The following model is fit when doing a logistic regression GWAS.

Model Fit
model outcome predictors subjects
D|E,G Phenotype All covariates, gene All
loggwas1 <- gwas(data = covdata,
                 bdinfo = bdinfo,
                 blksize = 2,
                 binary = TRUE)
#> [1] "200 subjects have complete data"
Logistic Regression GWAS
snp betag lrtg
1:10001 0.7129 9.0230
1:10002 -0.0943 0.1219
1:10003 -0.3144 1.3777
1:10004 0.1397 0.2356
1:10005 0.2680 1.2003

In this example, the option blksize is used. When an analysis is run several SNPs are read in at one time. This saves disk time. The following are the default values for given the number of subjects. These values were chosen to keep the program running using less than 4GB of RAM. The user is allowed to specify a value up to twice the default value. Little performance gain is seen going with larger values. If the user enters 0 for blksize, the default value is used.

Default blksize
subjects blksize
less than 10,000 5000
10,000 to 24,999 2000
25,000 to 49,999 1000
50,000 to 99,999 500
100,000 to 249,999 200
250,000 to 499,999 100
500,000 or greater 50

Logistic Regression GWEIS

A logistic regression GWEIS fits an additional 4 models that produce 7 more tests. 3 of these models use the the interaction covariate as the outcome. The following show all the models fit in a logistic regression GWEIS.

The following model is fit when doing a logistic regression GWAS.

Models Fit
model outcome predictors subjects
D|E,G Phenotype All covariates, gene All
D|E,G,GxE Phenotype All covariates, gene, gene x last covariate All
E|G Last covariate All other covariates, gene All
E|G,D=1, case only Last covariate All other covariates, gene Cases
E|G,D=0 control only Last covariate All other covariates, gene Controls

Note: When doing a GWEIS the interaction covariate is in the last column of the data frame.

Logistic Regression GWEIS with Binary Covariate

In the example subject data, the covariate is coded (0,1). In this case, the gweis routine will use logistic regression to fit the last 3 models.

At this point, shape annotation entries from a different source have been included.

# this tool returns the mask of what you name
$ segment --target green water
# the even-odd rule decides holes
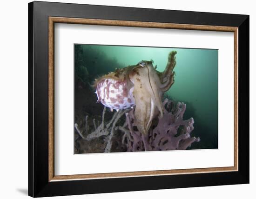
[[[194,118],[192,135],[201,138],[195,147],[217,148],[217,50],[75,45],[75,53],[79,50],[82,52],[79,59],[83,59],[91,80],[141,60],[153,60],[156,70],[162,72],[168,53],[177,51],[175,82],[167,94],[187,104],[184,119]]]

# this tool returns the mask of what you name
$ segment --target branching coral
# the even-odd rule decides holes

loggweis1 <- gweis(data = covdata,
                   bdinfo = bdinfo,
                   snps = 1:2,
                   binary = TRUE)
#> [1] "200 subjects have complete data"
Logistic Regression GWEIS
snp betadg lrtdg betagxe lrtgxe lrt2df betaeg lrteg lrt3df betacase lrtcase betactrl lrtctrl
1:10001 0.7129 9.0230 0.4931 0.9520 9.9750 0.4115 3.3606 13.3356 0.4290 2.0147 -0.0477 0.0147
1:10002 -0.0943 0.1219 0.6508 1.3569 1.4789 0.0798 0.0910 1.5699 0.3882 1.1018 -0.2562 0.3735

In this example the snps options was used. The snps option can either be a vector of indices indicating what SNPs to include or a list of SNPs by SNP ID. A vector of indices was used in this example.

Logistic Regression GWEIS with a Continuous Covariate

In the example subject data, the covariate is coded (0,1) which the gweis routine sees a binary covariate to make the routine do a linear regression 1 can be added to the interaction covariate. This will change the coding to (1,2) which the routine sees as a continuous covariate.

covdata2 <- covdata
covdata2$e <- covdata2$e + 1
loggweis2 <- gweis(data = covdata2,
                   bdinfo = bdinfo,
                   snps = c("1:10001", "1:10002"))
#> [1] "200 subjects have complete data"
Logistic Regression GWEIS
snp betadg lrtdg betagxe lrtgxe lrt2df betaeg lrteg lrt3df betacase lrtcase betactrl lrtctrl
1:10001 0.7129 9.0230 0.4931 0.9520 9.9750 0.1001 3.4031 13.3781 0.1044 2.0128 -0.0098 0.0147
1:10002 -0.0943 0.1219 0.6508 1.3569 1.4789 0.0194 0.0912 1.5700 0.0947 1.0967 -0.0516 0.3688

In this example the snps options was used with the SNP IDs.